Sharon Kennedy Wynne, Tracey Henry and Suzannah DiMarzio

My new best household friend

27

July

Of all of the relationships I have with typical household products, I’d have to say the one wrought with the most tension is with the Sharpie. Mom_sharpie

Ladies, we all know it’s a necessary evil in the game of house. Try labeling a sippy cup with crayon. Adorning  a jacket or sweatshirt tag with a child’s name in a Crayola washable marker isn’t exactly suitable, and I defy you to find your child’s lunchbox amongst 25 identical others with a label written in a number 2 pencil.

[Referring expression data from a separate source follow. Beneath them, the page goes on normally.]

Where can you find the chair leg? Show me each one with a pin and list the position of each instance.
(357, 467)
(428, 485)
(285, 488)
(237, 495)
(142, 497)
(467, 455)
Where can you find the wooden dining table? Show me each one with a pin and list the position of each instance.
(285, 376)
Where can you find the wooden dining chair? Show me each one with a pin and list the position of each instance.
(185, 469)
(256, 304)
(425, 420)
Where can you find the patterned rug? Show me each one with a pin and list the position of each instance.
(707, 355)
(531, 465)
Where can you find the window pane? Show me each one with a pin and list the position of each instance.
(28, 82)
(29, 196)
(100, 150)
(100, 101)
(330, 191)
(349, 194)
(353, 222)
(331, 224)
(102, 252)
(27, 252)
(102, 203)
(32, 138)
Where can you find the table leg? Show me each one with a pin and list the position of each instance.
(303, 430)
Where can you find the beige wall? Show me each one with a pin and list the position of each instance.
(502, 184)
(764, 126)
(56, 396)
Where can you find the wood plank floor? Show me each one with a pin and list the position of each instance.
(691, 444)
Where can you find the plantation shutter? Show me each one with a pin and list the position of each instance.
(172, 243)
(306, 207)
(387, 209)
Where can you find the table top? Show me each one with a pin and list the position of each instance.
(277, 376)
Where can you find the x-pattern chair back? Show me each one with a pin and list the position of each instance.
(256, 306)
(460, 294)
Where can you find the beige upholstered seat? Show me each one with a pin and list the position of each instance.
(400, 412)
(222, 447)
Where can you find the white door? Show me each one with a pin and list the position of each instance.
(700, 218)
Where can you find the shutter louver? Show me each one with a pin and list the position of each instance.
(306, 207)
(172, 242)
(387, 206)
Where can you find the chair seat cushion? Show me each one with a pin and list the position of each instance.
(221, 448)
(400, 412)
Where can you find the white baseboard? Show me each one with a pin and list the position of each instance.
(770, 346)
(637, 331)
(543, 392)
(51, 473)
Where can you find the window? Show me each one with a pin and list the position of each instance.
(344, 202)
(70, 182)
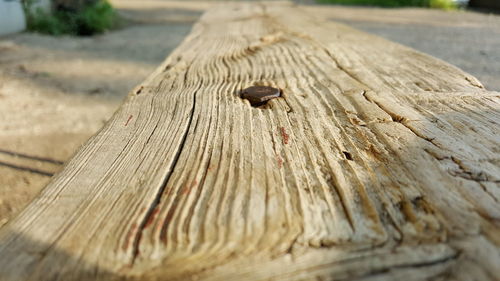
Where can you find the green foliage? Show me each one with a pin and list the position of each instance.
(441, 4)
(93, 19)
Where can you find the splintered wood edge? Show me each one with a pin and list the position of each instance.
(378, 162)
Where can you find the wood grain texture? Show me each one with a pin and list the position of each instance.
(378, 163)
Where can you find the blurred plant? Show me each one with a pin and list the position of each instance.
(441, 4)
(91, 19)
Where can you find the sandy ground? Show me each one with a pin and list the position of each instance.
(57, 92)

There is a time and a place for a Sharpie.

Unfortunately, my 2 year old has found every inappropriate time, place and surface for said Sharpie.

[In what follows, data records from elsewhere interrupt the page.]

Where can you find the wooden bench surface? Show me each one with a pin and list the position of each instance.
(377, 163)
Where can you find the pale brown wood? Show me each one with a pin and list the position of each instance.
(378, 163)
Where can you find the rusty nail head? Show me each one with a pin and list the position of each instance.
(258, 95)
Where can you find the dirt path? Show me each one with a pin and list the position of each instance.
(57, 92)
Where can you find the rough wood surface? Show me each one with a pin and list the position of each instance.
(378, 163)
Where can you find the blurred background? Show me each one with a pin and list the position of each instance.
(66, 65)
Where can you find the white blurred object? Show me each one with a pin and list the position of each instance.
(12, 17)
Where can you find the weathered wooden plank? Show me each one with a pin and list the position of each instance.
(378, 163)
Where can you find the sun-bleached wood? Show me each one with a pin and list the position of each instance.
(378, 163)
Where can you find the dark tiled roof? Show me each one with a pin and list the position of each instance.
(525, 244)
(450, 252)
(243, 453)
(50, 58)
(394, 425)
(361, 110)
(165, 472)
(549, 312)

In fact, many rooms of our home are decorated in early Sharpie. The arm of the couch, the dining room wall, the laundry room floor… all accented in permanent black. No matter how many times I’ve banished the cursed marker to the top shelves or hidden in some obscure baby-gated place, I’ve discovered that it also has mysterious purple crayon type properties, and magically winds up in the toddler’s hands.

But no more.

Mom_magiceraser I’ve finally found the anti-Sharpie -- the only thing that takes off the stubborn ink from unwanted surfaces like furniture and walls: the Mr. Clean Magic Eraser

I’ve long been a fan of this product -- it’s a pretty effective cleaner on the weirdest of messes. But to eliminate Sharpie ink from a coffee table? Not only is that magic, but therapeutic as now perhaps Mr. Sharpie and I can continue living under the same roof.